[Avodah] what is death- what is life?

hankman hankman at bell.net
Wed May 2 15:22:53 PDT 2012


RMB wrote [on an Areivim thread, in which R' Dr Noam Stadlan, and
R Moshe Shmuel Svarc are debating]:
> RDNS and RMSS differ one step ahead of what they're discussing explicitly:
> Do chazal mean that any body that doesn't breathe have a soul in it and
> those that can do? Perhaps we should note that the words for soul are
> all ones for breath: uach, nefesh and neshamah/neshimah all. Or do chazal
> mean to give us a diagnostic tool -- any body so far gone as to not have
> breath doesn't have a soul in it, but those that do have breath may or
> may not have the unstated criterion necessary to be able to house a soul?

> RMSS assumes chazal are saying that whether or not a person is breathing
> is the very physical change that causes the soul to leave.

> RDNS assumes that chazal are giving a diagnostic tool, and do not specify
> what the physical change is. And so, to quote, he is still left asking:
>: what exact quality makes you a human being, and, more specifically, makes
>: you the unique human being that you are?
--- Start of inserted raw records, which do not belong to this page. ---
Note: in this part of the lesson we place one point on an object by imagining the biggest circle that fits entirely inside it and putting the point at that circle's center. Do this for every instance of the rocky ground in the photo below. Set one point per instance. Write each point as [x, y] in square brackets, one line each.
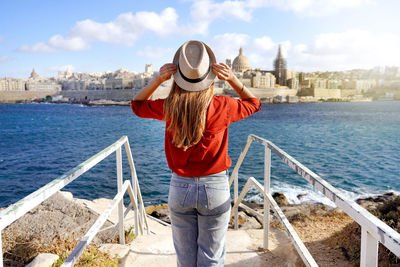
[331, 236]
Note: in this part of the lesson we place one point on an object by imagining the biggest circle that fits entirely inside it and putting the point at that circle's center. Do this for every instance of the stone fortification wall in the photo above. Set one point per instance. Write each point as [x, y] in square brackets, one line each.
[349, 92]
[268, 92]
[12, 96]
[114, 94]
[321, 93]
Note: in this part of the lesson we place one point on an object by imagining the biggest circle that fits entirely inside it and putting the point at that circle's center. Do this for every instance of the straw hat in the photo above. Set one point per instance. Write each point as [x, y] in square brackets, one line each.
[194, 60]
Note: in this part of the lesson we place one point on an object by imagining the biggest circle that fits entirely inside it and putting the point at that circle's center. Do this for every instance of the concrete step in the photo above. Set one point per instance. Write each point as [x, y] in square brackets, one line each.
[244, 248]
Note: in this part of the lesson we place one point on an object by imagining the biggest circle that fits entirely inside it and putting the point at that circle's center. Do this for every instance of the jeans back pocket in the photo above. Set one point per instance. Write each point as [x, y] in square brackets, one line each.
[177, 194]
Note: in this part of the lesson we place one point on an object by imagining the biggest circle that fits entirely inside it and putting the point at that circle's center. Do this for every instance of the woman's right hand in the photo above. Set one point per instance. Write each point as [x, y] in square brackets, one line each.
[166, 71]
[223, 71]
> And this issue is implicitly raised by RnTK's point, that in the case of
> pesiq reishei, we don't need to check. Now the question is, why not? I
> can think of a variety of answers:

> 1- Headlessness is a second valid diagnostic tool for knowing that the
> body lost that unnamed quality needed to hold a soul.

> 2- Because we can assume that a headless body isn't breathing, so there
> isn't even piquach nefesh justification for violating Shabbos to check
> for breathing.

> 3- Because when Chazal speak of breathing, they don't bother telling
> you it needs to be breathing instigated by the brain stem since the
> technology for artificial breathing wouldn't exist for another 1,500
> years. But that was really what was meant -- a body in which the moach
> isn't telling the reichayim to breathe can't house a soul. And so we have
> a gemara pointing to breathing, and another talking about a lack of moach.

CM raises a hypothetical:

What if we have a case of psik reisha that is breathing and whose heart
is beating -- would all agree that this person is indeed dead?

So for our hypothetical, we have a skilled medical team standing by at
the guillotine for the execution of a prisoner, who immediately and
before any serious loss of blood is allowed to happen attach the now
open vascular system and trachea at the neck to a heart-lung machine
specially designed for this purpose and treat the open wound to prevent
infection. The now headless person is on "life support" and the body from
the neck down survives the ravages of "death" and decay and continues
its metabolic processes -- I assume this is possible and not too far
beyond our current technology, though I am not really sure (can anyone
with a medical degree venture an opinion if just basic tissue metabolism
can actually continue under these conditions -- simple tissue and cells
clearly can do this in a petri dish so why not our hypothetical?). I
imagine we would also have to feed him intravenously etc.

Would anyone still consider this person (body?) alive, or would all
agree he is dead? Did Chazal mean even this case too?